Rayan memutar bola mata mendengar pertanyaan itu. "Bukan aku yang mulai keributannya, Mbak," katanya langsung. Dia jelas tahu kalau Anjani tidak iseng saja mengunjungi kamarnya. "Guru BK harusnya nggak usah menghubungi Mbak. Aku bisa menyelesaikannya sendiri."

Anjani duduk di kursi belajar Rayan. Dia melihat layar laptop Rayan yang masih menyala. Bukan aplikasi yang familier di mata Anjani. Hanya berupa kode-kode yang sepertinya rumit. Bukan pula game yang selama ini Anjani pikir dimainkan Rayan di balik pintu kamar.

"Kamu masih di bawah umur. Jadi semua masalah kamu jadi tanggung jawab Mbak juga. Karena kondisi Mama seperti sekarang, Mbak yang jadi wali kamu."

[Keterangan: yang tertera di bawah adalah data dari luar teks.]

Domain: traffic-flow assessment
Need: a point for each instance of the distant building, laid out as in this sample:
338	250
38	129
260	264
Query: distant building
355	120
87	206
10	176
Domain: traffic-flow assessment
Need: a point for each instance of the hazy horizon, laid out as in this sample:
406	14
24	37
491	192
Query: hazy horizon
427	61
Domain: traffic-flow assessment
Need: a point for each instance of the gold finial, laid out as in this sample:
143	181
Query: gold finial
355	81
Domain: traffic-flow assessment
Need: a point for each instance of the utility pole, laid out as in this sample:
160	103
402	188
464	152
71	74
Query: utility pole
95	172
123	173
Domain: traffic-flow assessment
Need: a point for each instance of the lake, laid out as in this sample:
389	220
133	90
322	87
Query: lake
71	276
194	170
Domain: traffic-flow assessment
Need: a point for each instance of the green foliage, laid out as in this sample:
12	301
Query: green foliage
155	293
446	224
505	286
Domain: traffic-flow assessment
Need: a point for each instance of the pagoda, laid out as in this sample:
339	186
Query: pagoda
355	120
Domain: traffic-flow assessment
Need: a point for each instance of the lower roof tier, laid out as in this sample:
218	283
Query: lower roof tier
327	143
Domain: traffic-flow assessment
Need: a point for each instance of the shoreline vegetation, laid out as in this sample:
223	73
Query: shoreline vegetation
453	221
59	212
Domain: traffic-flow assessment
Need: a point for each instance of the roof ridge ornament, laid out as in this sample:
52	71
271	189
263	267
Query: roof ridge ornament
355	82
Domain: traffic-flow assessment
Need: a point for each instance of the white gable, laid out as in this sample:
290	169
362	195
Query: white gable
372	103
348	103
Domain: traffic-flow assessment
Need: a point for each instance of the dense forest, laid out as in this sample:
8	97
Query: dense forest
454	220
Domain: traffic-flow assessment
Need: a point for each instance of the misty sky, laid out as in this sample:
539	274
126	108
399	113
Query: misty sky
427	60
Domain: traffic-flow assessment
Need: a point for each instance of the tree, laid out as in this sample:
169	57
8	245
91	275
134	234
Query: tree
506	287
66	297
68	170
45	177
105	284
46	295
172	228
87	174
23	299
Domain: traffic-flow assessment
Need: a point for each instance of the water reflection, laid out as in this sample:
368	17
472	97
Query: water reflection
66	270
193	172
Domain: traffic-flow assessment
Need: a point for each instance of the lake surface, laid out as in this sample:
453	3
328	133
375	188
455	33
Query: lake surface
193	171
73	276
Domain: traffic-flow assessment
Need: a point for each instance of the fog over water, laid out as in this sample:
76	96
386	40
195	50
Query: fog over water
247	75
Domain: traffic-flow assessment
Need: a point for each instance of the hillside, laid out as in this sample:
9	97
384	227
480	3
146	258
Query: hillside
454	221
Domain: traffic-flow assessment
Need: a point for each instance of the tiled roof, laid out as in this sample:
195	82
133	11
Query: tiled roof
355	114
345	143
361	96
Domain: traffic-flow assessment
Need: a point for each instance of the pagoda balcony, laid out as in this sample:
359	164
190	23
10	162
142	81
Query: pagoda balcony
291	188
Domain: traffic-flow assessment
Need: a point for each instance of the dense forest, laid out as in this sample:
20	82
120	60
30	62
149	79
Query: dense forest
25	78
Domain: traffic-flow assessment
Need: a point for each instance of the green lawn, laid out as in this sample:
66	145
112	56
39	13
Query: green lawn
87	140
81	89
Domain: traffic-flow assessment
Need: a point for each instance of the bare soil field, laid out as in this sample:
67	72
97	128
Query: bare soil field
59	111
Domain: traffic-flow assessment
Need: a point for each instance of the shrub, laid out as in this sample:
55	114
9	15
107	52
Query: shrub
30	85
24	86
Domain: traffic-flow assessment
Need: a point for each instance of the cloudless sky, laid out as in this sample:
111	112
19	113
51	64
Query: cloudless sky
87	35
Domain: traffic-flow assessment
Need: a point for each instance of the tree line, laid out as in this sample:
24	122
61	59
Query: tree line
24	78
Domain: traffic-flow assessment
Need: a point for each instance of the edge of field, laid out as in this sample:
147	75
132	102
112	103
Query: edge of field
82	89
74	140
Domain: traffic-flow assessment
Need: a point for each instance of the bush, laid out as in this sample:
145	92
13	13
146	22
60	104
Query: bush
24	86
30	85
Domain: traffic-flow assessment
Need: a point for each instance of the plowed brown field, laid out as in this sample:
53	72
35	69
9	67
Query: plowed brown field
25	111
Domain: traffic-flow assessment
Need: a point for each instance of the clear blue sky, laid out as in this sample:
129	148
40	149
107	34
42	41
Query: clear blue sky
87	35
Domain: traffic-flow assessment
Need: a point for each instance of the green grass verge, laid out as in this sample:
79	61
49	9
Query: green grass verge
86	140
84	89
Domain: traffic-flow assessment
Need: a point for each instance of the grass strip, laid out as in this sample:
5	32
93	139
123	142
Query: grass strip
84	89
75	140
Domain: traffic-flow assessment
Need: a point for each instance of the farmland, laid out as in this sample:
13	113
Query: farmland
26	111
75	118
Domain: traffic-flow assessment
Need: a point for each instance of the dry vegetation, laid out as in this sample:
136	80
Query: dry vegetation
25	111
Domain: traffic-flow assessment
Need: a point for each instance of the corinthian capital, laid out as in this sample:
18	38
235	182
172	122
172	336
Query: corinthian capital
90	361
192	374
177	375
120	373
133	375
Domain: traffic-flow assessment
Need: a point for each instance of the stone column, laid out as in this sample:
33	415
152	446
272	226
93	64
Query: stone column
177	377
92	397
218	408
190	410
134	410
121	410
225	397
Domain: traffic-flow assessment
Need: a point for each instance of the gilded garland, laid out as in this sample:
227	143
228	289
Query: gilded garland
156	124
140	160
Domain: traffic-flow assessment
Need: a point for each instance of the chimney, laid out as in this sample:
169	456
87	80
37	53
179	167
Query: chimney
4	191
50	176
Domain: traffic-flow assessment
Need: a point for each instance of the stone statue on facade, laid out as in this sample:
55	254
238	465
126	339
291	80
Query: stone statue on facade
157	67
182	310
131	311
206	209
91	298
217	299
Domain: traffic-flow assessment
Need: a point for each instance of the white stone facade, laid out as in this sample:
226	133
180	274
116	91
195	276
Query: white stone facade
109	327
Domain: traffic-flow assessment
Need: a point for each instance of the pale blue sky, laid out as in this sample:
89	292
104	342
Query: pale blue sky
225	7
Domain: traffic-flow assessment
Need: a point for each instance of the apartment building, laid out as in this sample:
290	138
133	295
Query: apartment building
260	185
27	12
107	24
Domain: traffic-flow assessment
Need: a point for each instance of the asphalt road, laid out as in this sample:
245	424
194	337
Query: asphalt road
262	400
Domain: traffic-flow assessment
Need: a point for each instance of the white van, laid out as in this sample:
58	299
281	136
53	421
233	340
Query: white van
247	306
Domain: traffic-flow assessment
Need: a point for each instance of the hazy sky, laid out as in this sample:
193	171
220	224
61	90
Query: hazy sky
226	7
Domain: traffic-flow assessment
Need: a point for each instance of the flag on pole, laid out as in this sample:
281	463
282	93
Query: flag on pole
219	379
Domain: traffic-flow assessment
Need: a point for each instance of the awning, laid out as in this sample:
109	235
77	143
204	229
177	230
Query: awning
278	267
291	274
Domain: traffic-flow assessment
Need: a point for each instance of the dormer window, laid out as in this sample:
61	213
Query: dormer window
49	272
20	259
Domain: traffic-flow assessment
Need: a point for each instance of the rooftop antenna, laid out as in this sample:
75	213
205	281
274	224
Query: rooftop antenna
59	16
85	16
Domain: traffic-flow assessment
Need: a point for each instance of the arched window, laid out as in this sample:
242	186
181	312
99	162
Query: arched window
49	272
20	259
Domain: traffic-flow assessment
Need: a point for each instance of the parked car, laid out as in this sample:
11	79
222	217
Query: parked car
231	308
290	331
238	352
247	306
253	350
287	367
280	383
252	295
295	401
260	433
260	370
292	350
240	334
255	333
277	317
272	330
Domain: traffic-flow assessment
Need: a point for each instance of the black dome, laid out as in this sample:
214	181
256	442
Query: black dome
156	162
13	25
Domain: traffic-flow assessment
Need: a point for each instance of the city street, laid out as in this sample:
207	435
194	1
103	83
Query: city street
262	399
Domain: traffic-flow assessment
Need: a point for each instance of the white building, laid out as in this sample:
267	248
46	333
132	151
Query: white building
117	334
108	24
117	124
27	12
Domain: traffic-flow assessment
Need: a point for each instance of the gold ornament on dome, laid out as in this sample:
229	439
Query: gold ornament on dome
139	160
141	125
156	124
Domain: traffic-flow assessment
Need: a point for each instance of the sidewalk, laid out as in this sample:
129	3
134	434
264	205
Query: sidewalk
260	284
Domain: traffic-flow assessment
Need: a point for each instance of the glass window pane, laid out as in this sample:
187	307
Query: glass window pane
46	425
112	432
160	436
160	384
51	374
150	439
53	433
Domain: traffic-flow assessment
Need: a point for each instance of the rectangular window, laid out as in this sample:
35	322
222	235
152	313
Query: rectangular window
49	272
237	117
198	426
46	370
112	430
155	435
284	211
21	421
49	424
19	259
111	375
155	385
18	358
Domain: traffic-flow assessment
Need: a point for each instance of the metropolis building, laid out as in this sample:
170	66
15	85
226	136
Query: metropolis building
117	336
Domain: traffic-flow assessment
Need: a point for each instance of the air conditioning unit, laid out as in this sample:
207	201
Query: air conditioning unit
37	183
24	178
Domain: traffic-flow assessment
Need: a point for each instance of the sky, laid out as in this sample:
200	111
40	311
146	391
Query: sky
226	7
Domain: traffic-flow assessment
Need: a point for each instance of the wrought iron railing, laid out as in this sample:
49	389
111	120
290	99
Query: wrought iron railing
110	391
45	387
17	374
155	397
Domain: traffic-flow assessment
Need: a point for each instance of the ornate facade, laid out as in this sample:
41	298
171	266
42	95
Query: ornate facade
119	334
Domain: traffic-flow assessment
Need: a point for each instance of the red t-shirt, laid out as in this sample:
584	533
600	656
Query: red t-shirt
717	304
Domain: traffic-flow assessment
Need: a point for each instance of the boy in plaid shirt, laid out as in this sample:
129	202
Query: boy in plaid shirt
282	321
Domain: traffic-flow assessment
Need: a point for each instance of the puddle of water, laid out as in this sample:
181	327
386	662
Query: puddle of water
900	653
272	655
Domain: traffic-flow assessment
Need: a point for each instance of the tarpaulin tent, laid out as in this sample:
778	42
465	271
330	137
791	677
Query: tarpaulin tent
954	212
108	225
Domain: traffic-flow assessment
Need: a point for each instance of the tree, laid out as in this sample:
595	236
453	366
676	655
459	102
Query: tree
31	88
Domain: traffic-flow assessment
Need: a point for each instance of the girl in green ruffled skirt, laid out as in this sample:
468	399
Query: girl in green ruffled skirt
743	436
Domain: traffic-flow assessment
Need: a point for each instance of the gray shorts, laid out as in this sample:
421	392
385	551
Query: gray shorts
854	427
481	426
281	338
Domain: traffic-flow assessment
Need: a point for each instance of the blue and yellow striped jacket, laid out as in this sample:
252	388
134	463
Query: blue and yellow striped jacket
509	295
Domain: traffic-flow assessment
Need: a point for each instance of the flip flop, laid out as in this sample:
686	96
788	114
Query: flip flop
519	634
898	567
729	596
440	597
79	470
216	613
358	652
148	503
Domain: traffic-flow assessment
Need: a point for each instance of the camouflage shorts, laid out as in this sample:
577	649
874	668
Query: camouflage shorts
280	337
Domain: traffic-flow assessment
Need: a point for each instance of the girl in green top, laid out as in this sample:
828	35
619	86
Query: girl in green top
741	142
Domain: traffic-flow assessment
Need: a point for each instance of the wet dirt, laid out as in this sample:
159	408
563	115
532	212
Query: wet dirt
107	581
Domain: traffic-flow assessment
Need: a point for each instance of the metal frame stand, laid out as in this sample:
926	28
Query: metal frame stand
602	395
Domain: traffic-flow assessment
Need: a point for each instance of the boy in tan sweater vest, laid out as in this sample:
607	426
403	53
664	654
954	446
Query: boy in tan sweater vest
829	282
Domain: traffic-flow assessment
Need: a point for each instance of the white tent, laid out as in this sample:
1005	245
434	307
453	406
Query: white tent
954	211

"Kalau mereka nggak keterlaluan ngejeknya, HP-nya nggak mungkin aku lempar."

Anjani menatap adiknya ngeri. Sekolah Rayan kebanyakan dihuni oleh anak-anak yang status ekonomi orangtuanya mapan. Nyaris mustahil mereka memakai ponsel merek China yang sekarang menjamur. Kalaupun ada merek dari negeri tirai bambu, itu pasti kelas flagship. Anjani tidak berani membayangkan harganya. "Kamu melempar Hp-nya?"

"Aku nggak mungkin mukul cewek, kan?" Rayan menatap Anjani, masih tanpa ekspresi.

"Kamu bertengkar dengan cewek?" sekarang Anjani melongo.

"Aku nggak bertengkar," bantah Rayan. "Mereka yang terus ngejekin. Aku malas ribut dan jawabin mereka, jadi aku ambil dan lempar aja HP-nya."

"Kamu pikir cara paling bagus untuk membalas ejekan mereka?"

"Michael tadi sudah beli HP baru untuk gantiin HP itu kok," Rayan menyebut nama teman yang sering mengantarnya pulang, atau kadang-kadang datang menjemputnya untuk keluar di akhir pekan. "Besok baru aku kasih ke cewek reseh itu. Uang Michael akan aku ganti. Dia bilang nggak usah, tapi akan aku ganti, Mbak nggak usah khawatir. Aku sudah bilang kalau aku bisa ngatasin masalah kayak gini sendiri. Guru BK-nya aja yang lebay."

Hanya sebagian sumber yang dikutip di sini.